«Мемуары шулера» и другое | страница 88



— Переписать двадцать раз «Дуб и Тростник»!

На уроке французского считалось преступлением не знать этой басни, а на уроке географии заставляли переписывать в наказание.

Моими первыми любимыми писателями стали Жюль Ренар, Лоран Тайяд и Альфонс Алле. Кстати сказать, мои первые литературные опусы, опубликованные в газете «Жиль Блас»[10], носили на себе позорный отпечаток моих литературных пристрастий. Это было чистейшей воды подражание. И тогда я, сам того не желая, проделал путь, прямо противоположный тому, каким обычно идут в подобных случаях. Подобно тому, как поднимаются вверх по реке в поисках истоков, я отправился от Жюля Ренара, чтобы добраться, наконец, до Монтеня. Так задом наперёд я повторил тот путь, который некогда прошёл Ренар.

Несколько месяцев спустя мне вручили брошюры пьес, в которых мне предстояло в летний сезон играть в Сен-Валери-ан-Ко. Среди них оказались «Возлюбленная» и «Парижанка».

Об этих двух пьесах я много слышал — и даже без зазрения совести высказывал собственное суждение. Я знал, что это два настоящих шедевра, но по какой-то необъяснимо постыдной небрежности так и не удосужился прочитать сам.

Три раза кряду понадобилось мне прочитать «Парижанку», прежде чем я понял, насколько это значительная пьеса. С первой попытки у меня сложилось впечатление неудавшегося водевиля, пусть и написанного человеком талантливым. Это наблюдение было вовсе не таким уж нелепым. Ниже поясню почему. По втором прочтении мне наконец открылась сила диалогов и их поразительное правдоподобие. А теперь представьте себе моё состояние, когда я прочёл её в третий раз!

«Парижанка» и Поль Феррье

И вот почему замечание, что я привёл выше, нельзя считать совсем уж лишённым всякого смысла. Поль Феррье, этот старейшина драматического мастерства, такой знаменитый, такой вальяжный, такой обходительный, и к тому же не раз за свою долгую театральную карьеру добившийся шумного и вполне заслуженного успеха, рассказал мне одну ужасно забавную байку. Вот она — так что позвольте мне предоставить ему слово:

— Однажды вечером, часам этак к пяти, встречаю Бека, который вышагивает взад-вперёд перед театром «Пале-Руаяль», где я тогда репетировал одну из своих пьес. Спрашиваю, каким ветром его сюда занесло. Отвечает: поджидал меня, чтобы обратиться с одной просьбой.
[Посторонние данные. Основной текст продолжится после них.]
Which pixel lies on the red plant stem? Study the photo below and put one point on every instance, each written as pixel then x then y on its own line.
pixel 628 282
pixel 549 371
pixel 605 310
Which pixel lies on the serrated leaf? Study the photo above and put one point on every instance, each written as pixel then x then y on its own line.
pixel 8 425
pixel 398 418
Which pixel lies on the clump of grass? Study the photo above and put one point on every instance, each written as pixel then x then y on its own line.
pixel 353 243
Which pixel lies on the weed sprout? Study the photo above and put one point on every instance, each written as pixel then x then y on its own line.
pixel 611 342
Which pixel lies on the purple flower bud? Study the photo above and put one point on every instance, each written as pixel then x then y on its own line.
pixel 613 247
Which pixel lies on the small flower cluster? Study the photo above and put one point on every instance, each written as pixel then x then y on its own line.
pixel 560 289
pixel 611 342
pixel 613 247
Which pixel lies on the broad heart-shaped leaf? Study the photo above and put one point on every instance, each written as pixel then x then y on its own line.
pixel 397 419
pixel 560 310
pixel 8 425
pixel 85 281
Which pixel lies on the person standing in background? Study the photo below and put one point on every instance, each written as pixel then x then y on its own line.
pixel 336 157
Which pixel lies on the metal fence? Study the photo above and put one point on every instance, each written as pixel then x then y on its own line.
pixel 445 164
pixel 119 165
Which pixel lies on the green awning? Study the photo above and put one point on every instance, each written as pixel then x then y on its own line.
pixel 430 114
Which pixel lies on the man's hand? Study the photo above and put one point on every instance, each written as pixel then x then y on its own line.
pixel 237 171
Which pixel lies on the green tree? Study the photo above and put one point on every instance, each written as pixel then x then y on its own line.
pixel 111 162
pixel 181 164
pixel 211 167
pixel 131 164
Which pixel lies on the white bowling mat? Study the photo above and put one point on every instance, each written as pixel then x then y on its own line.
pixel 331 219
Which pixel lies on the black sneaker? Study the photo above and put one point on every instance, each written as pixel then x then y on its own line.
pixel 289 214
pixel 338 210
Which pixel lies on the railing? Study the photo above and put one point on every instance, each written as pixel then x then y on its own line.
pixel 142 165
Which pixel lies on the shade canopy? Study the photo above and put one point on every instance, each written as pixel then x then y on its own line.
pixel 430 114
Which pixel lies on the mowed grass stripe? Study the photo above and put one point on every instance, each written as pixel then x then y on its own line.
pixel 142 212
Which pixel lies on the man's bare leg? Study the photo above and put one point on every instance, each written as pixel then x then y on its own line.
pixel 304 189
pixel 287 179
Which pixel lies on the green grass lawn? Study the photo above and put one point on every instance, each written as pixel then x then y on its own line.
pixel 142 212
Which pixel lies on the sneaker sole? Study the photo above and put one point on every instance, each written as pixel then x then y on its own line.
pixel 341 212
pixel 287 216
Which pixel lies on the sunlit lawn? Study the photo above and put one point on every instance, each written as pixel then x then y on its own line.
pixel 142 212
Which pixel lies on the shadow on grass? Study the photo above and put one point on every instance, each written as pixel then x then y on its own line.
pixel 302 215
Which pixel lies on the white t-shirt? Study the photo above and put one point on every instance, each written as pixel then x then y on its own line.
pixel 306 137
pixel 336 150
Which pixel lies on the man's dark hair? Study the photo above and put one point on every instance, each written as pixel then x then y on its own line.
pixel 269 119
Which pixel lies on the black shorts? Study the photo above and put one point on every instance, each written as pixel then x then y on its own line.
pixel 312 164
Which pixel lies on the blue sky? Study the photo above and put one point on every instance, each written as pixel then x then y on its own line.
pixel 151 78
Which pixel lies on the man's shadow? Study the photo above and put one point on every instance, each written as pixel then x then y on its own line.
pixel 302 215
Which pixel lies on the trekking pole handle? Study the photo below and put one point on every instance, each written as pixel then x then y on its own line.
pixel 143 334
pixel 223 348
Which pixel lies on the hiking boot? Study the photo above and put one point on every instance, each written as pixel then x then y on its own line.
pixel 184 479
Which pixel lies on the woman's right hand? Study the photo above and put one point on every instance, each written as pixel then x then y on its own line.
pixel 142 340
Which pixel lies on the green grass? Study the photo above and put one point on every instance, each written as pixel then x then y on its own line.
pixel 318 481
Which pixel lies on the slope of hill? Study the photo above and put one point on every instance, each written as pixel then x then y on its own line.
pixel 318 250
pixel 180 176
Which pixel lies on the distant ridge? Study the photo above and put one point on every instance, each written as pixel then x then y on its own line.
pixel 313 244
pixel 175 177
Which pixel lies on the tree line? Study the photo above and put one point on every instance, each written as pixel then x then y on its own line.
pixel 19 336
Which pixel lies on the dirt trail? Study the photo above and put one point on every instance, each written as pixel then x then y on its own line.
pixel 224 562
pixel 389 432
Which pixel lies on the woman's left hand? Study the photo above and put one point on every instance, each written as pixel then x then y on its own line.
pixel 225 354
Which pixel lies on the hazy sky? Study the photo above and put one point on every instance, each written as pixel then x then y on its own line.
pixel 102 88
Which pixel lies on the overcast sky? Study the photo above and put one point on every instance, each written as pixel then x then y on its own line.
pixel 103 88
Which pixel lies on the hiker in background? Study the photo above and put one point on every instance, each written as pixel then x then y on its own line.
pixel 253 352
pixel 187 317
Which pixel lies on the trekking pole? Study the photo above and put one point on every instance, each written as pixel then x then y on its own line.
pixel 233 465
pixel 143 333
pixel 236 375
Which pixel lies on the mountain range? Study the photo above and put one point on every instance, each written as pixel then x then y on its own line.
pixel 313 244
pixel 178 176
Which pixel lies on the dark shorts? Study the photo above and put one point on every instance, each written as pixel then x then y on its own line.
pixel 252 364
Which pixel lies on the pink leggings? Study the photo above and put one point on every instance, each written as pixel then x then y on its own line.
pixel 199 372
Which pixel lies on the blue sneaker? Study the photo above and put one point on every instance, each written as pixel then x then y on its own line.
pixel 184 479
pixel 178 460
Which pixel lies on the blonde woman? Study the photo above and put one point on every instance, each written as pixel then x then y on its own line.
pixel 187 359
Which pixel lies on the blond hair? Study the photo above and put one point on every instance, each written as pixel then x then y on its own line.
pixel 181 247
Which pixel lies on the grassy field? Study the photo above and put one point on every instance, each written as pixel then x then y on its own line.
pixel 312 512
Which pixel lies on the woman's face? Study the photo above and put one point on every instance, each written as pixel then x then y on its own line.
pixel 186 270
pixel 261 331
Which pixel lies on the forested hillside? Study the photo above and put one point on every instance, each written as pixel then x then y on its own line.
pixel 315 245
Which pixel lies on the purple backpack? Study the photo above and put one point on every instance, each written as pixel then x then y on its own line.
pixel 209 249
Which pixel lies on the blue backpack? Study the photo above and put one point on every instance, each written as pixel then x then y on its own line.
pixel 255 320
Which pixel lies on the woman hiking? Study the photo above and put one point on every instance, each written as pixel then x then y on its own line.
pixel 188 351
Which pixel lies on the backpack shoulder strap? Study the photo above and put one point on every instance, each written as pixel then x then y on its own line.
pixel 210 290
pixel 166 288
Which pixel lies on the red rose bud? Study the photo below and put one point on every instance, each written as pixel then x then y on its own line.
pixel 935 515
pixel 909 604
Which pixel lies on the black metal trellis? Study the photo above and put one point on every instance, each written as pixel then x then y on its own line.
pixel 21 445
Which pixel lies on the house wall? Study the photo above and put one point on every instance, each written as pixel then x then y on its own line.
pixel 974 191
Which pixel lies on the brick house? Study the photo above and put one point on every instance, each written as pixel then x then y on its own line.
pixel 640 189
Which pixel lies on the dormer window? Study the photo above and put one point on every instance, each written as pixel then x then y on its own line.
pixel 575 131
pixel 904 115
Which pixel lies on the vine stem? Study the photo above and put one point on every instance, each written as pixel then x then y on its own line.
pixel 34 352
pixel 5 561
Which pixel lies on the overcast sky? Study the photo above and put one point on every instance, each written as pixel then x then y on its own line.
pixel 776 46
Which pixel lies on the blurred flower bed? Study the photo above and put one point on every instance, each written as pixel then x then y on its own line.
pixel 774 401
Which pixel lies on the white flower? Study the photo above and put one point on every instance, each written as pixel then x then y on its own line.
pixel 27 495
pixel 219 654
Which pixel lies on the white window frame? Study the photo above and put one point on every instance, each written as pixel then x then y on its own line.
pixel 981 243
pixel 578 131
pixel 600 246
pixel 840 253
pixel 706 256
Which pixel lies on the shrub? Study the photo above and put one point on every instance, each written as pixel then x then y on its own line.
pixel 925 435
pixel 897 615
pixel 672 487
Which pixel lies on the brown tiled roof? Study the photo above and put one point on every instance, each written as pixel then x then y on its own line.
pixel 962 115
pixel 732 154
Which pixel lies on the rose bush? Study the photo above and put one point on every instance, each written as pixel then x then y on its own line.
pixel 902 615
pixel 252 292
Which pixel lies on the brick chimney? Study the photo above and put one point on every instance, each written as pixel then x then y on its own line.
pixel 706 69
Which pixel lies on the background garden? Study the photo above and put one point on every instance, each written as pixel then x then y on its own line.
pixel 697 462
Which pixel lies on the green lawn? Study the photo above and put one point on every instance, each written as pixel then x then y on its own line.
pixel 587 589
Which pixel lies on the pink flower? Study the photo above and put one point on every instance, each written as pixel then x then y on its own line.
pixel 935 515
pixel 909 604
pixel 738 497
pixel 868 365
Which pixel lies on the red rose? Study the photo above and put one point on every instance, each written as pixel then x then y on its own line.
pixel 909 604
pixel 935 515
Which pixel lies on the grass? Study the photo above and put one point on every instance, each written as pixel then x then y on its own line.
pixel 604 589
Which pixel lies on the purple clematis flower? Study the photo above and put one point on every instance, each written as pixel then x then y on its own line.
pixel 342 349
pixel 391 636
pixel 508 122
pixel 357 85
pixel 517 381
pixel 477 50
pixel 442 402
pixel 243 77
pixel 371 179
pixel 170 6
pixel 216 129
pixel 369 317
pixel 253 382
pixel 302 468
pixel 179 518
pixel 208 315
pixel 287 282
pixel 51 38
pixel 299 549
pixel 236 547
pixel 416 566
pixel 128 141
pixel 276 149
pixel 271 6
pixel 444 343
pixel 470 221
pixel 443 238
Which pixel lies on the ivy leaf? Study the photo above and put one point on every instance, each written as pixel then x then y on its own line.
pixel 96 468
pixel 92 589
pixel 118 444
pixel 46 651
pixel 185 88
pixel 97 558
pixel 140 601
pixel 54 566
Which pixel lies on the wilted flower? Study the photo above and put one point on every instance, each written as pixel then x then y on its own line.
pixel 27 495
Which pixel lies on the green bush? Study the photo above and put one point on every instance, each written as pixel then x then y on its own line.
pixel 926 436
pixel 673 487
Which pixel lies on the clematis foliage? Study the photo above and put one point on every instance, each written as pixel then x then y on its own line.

И просьба эта заключалась в том, чтобы помочь ему поставить в «Пале-Руаяль» свою пьесу. Да-да, не где-нибудь, а в «Пале-Руаяль» — ни больше и ни меньше!.. Правда, пьеса его ещё не написана, но у него уже есть идея. Идея, по его словам, и «сногсшибательная», и совершенно «уморительная», но главное, «словно нарочно создана, чтобы нагадить Лабишу»! Ибо у нашего милейшего, достойнейшего Бека была одна цель, одна мечта: как бы насолить Лабишу! Он заимел зуб на Лабиша под тем предлогом, что слава последнего затмила имя его коллеги Мартена, который одновременно являлся кузеном Бека. В том, что идея его была «сногсшибательной», у меня не было ни малейших сомнений, однако в те времена было непросто уговорить театр принять пьесу по одной только идее, будь она хоть самой что ни есть «сногсшибательной» на свете. Я сказал ему об этом и посоветовал сперва написать пьесу. Тогда он посмотрел на меня, помнится, с минуту поколебался — потом, в надежде увидеть пьесу на сцене, предложил мне написать её вместе с ним!.. И тут же пересказал содержание. То, что я услышал, и было «Парижанкой». От неожиданного начала у меня даже дух перехватило. Это была потрясающая находка! Что же касается дальнейшего развития событий, у меня сложилось впечатление, будто он импровизировал на ходу. Я, не переставая, подбадривал его восторженными восклицаниями. Однако в какой-то момент он вдруг остановился, замолк, взял меня за руку и проговорил: «Послушайте, Феррье, давайте сделаем с вами вместе другую пьесу. А для этой я только что придумал финал и хочу дописать её один!»